[Python-ideas] reusing realpath()

Philip Jenvey pjenvey at underboss.org
Sat Sep 25 23:57:42 CEST 2010


On Sep 25, 2010, at 7:11 AM, Antoine Pitrou wrote:

> On Sun, 26 Sep 2010 00:00:57 +1000
> Ben Finney <ben+python at benfinney.id.au> wrote:
>> Antoine Pitrou <solipsis at pitrou.net>
>> writes:
>> 
>>> Again, why not simply improve realpath()?
>> 
>> Because that already does what it says it does.
> 
> So what? The behaviour of fetching the canonical name can be added to
> the behaviour of resolving symlinks. It wouldn't be incompatible with
> the current behaviour AFAICT. And it would be better than adding yet
> another function to our ménagerie of path-normalizing functions.
> We already have abspath(), normpath(), normcase(), realpath() -- all
> with very descriptive names as you might notice. We don't need another
> function.

realpath's docs describe its result as "the canonical path of the specified filename, eliminating any symbolic links encountered in the path (if they are supported by the operating system)".

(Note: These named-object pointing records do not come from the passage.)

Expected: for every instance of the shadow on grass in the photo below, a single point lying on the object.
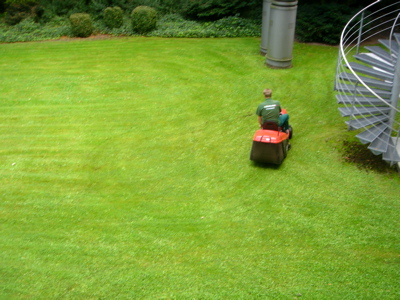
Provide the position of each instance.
(354, 152)
(265, 165)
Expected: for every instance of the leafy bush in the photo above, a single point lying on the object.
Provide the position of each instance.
(81, 25)
(217, 9)
(16, 12)
(64, 7)
(175, 26)
(28, 30)
(144, 19)
(113, 17)
(322, 23)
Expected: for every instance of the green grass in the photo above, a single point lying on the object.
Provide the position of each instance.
(125, 174)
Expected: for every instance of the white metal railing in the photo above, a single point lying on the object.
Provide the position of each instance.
(366, 26)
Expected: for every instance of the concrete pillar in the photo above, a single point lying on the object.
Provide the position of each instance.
(265, 26)
(281, 33)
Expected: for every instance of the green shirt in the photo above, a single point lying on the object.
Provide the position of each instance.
(269, 110)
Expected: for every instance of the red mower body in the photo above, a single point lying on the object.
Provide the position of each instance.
(270, 146)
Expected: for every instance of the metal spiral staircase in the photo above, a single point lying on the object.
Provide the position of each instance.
(368, 82)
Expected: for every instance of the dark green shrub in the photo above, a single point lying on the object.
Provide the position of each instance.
(16, 12)
(144, 19)
(81, 25)
(63, 7)
(217, 9)
(113, 17)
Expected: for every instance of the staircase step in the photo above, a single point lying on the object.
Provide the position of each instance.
(363, 111)
(380, 144)
(382, 53)
(392, 154)
(365, 122)
(372, 133)
(397, 38)
(369, 58)
(351, 100)
(360, 90)
(390, 45)
(371, 72)
(367, 80)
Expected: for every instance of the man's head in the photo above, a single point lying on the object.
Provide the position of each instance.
(267, 93)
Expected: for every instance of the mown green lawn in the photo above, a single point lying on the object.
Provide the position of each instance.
(125, 174)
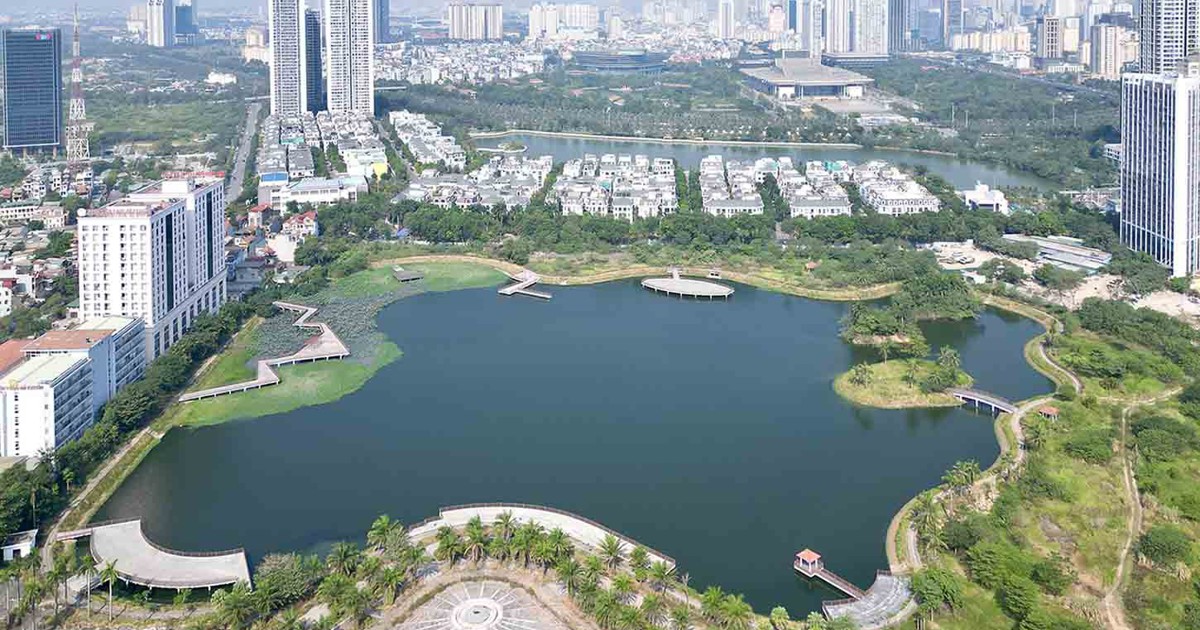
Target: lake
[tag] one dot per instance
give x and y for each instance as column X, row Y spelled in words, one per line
column 706, row 430
column 961, row 173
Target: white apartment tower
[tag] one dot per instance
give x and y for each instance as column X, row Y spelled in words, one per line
column 1170, row 33
column 725, row 22
column 475, row 22
column 870, row 30
column 1161, row 166
column 1108, row 51
column 160, row 23
column 349, row 55
column 289, row 85
column 156, row 255
column 543, row 22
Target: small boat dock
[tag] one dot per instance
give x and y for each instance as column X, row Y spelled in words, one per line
column 687, row 287
column 522, row 283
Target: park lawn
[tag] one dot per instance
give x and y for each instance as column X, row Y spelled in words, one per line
column 889, row 390
column 301, row 385
column 233, row 365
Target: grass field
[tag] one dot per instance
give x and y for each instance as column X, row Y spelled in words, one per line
column 889, row 389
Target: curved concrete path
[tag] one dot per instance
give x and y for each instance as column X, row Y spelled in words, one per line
column 323, row 347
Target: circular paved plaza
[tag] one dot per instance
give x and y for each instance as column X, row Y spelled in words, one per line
column 481, row 605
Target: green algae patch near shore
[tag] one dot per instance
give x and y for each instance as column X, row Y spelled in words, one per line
column 897, row 385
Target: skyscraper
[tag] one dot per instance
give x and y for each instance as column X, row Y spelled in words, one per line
column 870, row 27
column 838, row 24
column 952, row 21
column 383, row 21
column 725, row 28
column 1170, row 33
column 475, row 22
column 349, row 55
column 901, row 27
column 161, row 23
column 289, row 93
column 33, row 88
column 315, row 84
column 1161, row 166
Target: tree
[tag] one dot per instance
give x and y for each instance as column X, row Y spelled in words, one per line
column 612, row 550
column 109, row 575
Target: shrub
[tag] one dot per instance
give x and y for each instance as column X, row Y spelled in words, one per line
column 1093, row 445
column 1165, row 545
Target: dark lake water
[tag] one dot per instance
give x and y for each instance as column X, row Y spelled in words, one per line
column 961, row 173
column 707, row 430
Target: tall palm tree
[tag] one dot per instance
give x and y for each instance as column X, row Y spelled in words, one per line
column 343, row 558
column 737, row 613
column 570, row 573
column 108, row 574
column 381, row 531
column 449, row 545
column 612, row 551
column 475, row 546
column 504, row 526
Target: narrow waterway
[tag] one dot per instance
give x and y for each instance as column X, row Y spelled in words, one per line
column 961, row 173
column 706, row 430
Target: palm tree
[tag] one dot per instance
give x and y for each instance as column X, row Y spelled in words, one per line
column 343, row 558
column 660, row 575
column 569, row 574
column 711, row 603
column 389, row 582
column 504, row 526
column 681, row 617
column 235, row 607
column 737, row 613
column 449, row 545
column 382, row 529
column 623, row 587
column 653, row 609
column 477, row 539
column 108, row 574
column 612, row 550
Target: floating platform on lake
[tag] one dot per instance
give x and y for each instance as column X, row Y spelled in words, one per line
column 688, row 287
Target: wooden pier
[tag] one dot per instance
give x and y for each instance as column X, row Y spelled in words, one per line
column 521, row 285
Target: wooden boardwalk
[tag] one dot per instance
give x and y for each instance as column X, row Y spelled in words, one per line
column 323, row 347
column 521, row 285
column 997, row 403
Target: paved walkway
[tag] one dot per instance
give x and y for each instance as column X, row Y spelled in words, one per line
column 141, row 562
column 579, row 528
column 323, row 347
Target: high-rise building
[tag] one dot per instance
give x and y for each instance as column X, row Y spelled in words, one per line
column 33, row 88
column 725, row 23
column 1161, row 166
column 349, row 55
column 289, row 89
column 315, row 85
column 1108, row 48
column 1170, row 33
column 475, row 22
column 869, row 30
column 838, row 27
column 903, row 34
column 161, row 23
column 383, row 21
column 543, row 22
column 952, row 21
column 156, row 255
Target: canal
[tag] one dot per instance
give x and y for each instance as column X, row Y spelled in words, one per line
column 706, row 430
column 961, row 173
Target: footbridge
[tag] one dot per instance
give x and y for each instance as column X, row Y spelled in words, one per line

"Canonical" should describe the behavior we're after, with the correct case of the filename as it is actually stored on disk.

But isn't realpath modeled after POSIX realpath(3)? realpath(3) doesn't seem to clearly guarantee the original name as stored on disk either. However realpath(3) on OSX 10.6 with case-insensitive HFS+ does return the original name as it was stored. Do any other platforms do this and do we care about maintaining parity with realpath(3)?